CPI numbers at 5.4% for Jun’15 were a nasty surprise for the markets. There was spate of bad news on all items, notably food inflation and even core (moved up to 4.85% from 4.7% in May’15). Our estimates show that trimmed CPI (after adjusting for both factors that are either pulling down or pulling up the CPI) is at 5.52%, a jump of around 69 bps over May’15 numbers. Rural CPI too jumped by 55 bps in Jun’15. Interestingly, inflation in Rural Household Requisites is the proxy for rural demand since this segment represents the items of daily living. Since Mar’15, inflation in rural household requisites has increased by 90 basis points to 6.9% in Jun’15. This indicates that rural demand may be picking up a little pace, though is not a concern yet. It may be noted that 2 wheeler sales, replacement sales as well as sales of tyres, HCV and even tractors have shown momentum. Hence, we need to watch this trend.
Also, we believe, a large part of the increase in vegetable prices in May’15 may been captured in the current month. This has happened in the past (Nov’14) and we believe this may have happened in Jun’15 itself. However, the good thing is that excluding pulses, CPI inflation has come in at 5% in Jun’15.
We still expect a benign CPI inflation trajectory in current fiscal. With 43% increase in sowing area under pulses (61% overall) and 70% of the subdivisions in the country witnessing normal to excess rainfall, things will get better from hereon. But, with the current trends in retail inflation trajectory, it now looks challenging for the RBI projection at 4% to be met in Aug’15. With such a projection looking a distinct possibility, it may then be difficult for RBI to cut rates in FY16, if at all.

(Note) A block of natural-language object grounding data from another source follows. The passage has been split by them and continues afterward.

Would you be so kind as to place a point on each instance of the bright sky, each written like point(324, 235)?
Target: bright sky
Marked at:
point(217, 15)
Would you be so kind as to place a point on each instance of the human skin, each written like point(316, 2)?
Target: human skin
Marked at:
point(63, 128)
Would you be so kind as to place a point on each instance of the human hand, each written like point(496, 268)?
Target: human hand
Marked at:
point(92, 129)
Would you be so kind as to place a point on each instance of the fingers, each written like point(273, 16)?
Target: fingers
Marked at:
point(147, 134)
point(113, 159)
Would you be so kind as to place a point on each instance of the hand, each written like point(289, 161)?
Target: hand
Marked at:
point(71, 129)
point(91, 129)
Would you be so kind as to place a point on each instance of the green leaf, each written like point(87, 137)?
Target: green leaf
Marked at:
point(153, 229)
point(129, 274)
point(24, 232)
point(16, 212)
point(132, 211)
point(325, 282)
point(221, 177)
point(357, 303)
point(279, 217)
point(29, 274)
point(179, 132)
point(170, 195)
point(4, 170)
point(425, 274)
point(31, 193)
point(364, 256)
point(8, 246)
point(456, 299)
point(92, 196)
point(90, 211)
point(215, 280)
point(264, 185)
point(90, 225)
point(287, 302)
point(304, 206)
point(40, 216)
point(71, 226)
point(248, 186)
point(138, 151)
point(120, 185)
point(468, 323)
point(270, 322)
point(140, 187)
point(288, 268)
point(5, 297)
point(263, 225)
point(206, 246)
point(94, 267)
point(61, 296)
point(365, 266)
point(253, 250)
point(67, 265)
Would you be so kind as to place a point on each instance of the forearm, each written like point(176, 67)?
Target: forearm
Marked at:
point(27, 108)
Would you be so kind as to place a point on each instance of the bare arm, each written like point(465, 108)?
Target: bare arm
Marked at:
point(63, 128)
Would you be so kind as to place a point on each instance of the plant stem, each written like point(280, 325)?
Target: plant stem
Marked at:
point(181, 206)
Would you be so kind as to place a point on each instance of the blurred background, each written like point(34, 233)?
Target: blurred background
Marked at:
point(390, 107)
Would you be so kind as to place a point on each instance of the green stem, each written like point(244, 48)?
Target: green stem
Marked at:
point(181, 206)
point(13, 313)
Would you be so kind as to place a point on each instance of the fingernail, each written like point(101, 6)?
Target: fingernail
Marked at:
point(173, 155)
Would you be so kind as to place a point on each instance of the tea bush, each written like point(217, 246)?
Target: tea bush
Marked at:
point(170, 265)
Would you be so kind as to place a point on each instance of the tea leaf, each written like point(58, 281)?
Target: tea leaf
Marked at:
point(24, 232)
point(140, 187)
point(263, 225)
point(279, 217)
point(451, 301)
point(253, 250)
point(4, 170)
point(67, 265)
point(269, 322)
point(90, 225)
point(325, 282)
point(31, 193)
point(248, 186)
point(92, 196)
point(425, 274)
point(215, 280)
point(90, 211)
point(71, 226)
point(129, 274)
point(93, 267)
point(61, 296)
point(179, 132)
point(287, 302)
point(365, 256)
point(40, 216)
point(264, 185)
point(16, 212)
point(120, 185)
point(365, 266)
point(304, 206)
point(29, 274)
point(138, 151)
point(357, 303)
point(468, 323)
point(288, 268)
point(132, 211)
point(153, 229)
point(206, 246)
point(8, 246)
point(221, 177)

Meanwhile after a notable increase in the May’15, average surplus cash balance of the Government has started de-clining (average at Rs 5,000 crore on daily basis as compared to Rs 80,000 in May), thereby indicating an increase in the overall Government expenditure. This increase has translated into excess liquidity in the system. Given the sea-sonal nature of Government spending, it is likely the current liquidity surplus is a temporary phenomenon and not associated with a structural shift.